Chapter 9 #2

She stopped. The silence that followed felt fragile, like ice too thin to bear weight.

“Ever what?” But part of him already knew the answer. Had seen it in the way she positioned herself between Clara and every potential threat, in the fierce protectiveness that colored her every move.

“Seen me.” The words came out cracked. “Really seen me. Not the disappointing stepdaughter. Not the common girl with the dead mother. Just...me.” And then her voice grew strength again.

“Every decision I’ve made, every plan I’ve laid—it’s all been about keeping her safe.

And now she’s across that river and I can’t—”

The words cut off. Her whole body was rigid.

“You can’t protect her from everything.” The truth tasted bitter even as he said it. “No matter how hard you try.”

“Watch me.”

The fierce certainty in those two words made something tighten in his chest. He’d heard that same tone in his own voice when his brothers tried to tell him California was too risky, too uncertain.
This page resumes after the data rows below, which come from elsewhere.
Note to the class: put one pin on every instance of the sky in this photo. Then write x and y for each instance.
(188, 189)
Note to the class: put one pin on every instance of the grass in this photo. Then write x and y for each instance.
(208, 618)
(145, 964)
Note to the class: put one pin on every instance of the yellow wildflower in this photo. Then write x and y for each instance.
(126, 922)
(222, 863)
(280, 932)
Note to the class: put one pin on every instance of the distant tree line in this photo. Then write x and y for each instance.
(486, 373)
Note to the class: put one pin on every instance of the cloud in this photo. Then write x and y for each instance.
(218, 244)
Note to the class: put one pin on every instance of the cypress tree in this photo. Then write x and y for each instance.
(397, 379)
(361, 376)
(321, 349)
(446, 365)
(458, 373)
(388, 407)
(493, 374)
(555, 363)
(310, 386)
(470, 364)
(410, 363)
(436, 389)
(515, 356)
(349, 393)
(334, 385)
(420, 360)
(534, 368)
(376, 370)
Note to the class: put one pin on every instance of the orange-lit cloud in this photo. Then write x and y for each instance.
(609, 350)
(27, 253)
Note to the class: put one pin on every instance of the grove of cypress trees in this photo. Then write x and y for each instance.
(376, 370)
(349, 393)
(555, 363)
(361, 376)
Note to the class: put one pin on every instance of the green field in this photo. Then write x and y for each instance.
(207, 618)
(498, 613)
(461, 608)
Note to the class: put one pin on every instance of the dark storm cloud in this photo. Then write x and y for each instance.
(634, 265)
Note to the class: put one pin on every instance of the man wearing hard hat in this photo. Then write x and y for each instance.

The stubborn refusal to accept limitations that other people tried to place on you.

Except Kate’s stubbornness came from love, not restlessness. From wanting to shield someone else rather than escape. Her protectiveness wasn’t weakness—it was the only form of love she’d been allowed to give. The only relationship where she’d been needed, wanted, chosen.
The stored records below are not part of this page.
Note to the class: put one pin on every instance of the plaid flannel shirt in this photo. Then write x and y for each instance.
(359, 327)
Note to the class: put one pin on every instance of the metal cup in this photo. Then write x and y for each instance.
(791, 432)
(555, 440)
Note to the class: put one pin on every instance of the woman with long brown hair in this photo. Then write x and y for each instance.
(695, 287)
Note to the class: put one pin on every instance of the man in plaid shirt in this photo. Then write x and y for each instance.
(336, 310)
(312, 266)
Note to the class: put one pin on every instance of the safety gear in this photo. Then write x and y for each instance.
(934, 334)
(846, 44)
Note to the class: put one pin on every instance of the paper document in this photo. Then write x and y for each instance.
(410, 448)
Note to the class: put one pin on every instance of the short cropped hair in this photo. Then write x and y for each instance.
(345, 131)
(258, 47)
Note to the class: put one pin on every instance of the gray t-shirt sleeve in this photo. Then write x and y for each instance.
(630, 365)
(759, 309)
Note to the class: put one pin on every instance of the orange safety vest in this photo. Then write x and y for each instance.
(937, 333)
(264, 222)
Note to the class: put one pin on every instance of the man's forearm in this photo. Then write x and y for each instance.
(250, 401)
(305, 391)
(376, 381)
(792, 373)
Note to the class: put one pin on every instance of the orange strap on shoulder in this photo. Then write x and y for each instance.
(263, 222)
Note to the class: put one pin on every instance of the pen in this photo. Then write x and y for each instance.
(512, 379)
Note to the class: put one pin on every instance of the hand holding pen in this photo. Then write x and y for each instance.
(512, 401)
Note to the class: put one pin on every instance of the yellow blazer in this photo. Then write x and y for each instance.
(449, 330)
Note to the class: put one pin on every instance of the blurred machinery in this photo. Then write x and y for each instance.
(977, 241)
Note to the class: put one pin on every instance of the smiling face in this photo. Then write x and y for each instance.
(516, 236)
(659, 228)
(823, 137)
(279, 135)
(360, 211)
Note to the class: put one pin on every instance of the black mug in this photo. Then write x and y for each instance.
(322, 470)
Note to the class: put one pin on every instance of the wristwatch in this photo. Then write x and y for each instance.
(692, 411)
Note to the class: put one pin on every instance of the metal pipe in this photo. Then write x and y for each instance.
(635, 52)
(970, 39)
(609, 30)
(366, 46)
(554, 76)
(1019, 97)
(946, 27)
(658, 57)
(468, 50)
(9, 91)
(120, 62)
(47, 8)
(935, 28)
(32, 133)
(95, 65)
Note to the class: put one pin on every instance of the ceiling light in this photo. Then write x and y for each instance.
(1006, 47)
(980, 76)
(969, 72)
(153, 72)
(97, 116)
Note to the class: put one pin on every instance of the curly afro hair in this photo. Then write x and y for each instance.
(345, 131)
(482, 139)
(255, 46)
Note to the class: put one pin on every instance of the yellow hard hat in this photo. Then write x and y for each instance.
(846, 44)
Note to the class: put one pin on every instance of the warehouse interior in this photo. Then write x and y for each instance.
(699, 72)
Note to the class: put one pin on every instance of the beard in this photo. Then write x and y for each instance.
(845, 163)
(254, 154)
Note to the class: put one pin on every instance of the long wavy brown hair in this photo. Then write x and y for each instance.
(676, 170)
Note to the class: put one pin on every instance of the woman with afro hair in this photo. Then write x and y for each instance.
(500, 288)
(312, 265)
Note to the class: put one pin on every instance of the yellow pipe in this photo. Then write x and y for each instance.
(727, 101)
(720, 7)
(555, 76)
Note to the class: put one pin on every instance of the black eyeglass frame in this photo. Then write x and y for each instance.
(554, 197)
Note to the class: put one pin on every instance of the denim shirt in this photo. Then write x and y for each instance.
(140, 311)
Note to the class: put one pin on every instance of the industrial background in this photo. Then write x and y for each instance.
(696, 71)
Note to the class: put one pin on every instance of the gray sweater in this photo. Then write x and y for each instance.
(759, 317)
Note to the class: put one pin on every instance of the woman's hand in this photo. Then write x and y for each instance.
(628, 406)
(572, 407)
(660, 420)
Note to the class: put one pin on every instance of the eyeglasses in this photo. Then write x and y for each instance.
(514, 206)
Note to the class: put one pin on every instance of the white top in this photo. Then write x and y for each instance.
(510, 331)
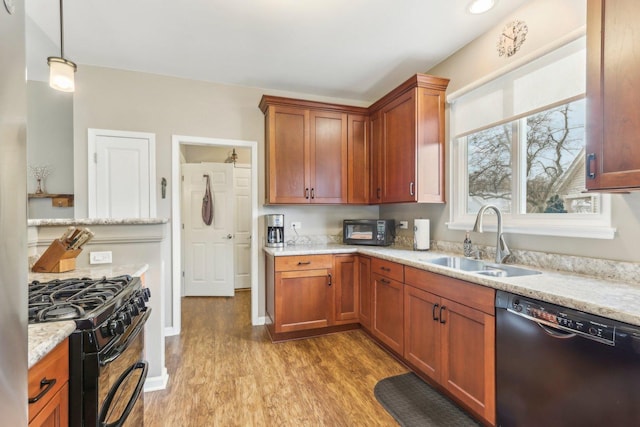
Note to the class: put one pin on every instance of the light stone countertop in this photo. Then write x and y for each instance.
(618, 300)
(44, 337)
(95, 221)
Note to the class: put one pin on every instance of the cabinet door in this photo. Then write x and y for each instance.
(359, 159)
(613, 117)
(346, 288)
(375, 189)
(56, 412)
(388, 312)
(365, 294)
(430, 146)
(468, 357)
(328, 157)
(422, 331)
(287, 155)
(303, 300)
(399, 149)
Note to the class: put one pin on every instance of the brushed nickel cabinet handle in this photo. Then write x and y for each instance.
(47, 385)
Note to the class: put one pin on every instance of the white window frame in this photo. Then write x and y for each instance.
(596, 226)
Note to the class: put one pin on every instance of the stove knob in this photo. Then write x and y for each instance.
(125, 317)
(116, 327)
(133, 309)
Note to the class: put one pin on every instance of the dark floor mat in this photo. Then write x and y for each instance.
(412, 402)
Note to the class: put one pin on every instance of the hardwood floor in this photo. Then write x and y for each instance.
(225, 372)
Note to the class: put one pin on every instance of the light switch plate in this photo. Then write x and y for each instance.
(104, 257)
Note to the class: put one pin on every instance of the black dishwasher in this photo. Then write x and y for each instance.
(561, 367)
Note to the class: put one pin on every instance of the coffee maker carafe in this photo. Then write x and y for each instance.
(275, 230)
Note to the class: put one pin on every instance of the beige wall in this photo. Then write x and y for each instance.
(125, 100)
(548, 21)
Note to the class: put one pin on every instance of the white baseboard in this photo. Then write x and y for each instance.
(157, 383)
(170, 331)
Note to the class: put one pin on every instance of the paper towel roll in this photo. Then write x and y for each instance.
(421, 234)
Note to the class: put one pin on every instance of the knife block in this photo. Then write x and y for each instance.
(56, 259)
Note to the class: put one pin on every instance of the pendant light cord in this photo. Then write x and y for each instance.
(61, 31)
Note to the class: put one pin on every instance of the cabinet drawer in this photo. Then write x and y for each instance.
(469, 294)
(389, 269)
(303, 262)
(54, 365)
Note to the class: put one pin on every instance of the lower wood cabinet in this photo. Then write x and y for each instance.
(306, 295)
(388, 303)
(449, 328)
(49, 389)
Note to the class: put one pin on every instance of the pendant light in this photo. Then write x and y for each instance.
(61, 71)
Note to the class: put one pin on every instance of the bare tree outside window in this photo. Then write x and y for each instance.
(553, 165)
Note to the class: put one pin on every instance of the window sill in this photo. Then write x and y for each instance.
(580, 231)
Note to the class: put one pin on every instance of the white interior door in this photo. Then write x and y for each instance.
(242, 232)
(208, 249)
(121, 174)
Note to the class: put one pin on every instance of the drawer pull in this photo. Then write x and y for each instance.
(46, 384)
(442, 319)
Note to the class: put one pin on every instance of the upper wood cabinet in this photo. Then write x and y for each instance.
(408, 142)
(613, 117)
(307, 151)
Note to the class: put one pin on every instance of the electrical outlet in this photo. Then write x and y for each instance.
(100, 257)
“And what about you?” The question slipped out before he could stop it. “Who watches out for you?”

Her breath hitched—just for a moment, but he felt it through the layers of wool between them. “That’s not the point.”

“Isn’t it?” He adjusted his arm slightly, giving her room to pull away if she wanted. She didn’t. “You’ve spent so long protecting Clara that you’ve made yourself invisible. Who looks out for Kate McKinney?”

“I don’t need looking out for.”

The automatic response wasn’t a surprise. He’d used the same deflection countless times when his brothers tried to involve themselves in his plans. The difference was his brothers kept trying anyway, kept pushing until he wanted to punch something. Or leave for California.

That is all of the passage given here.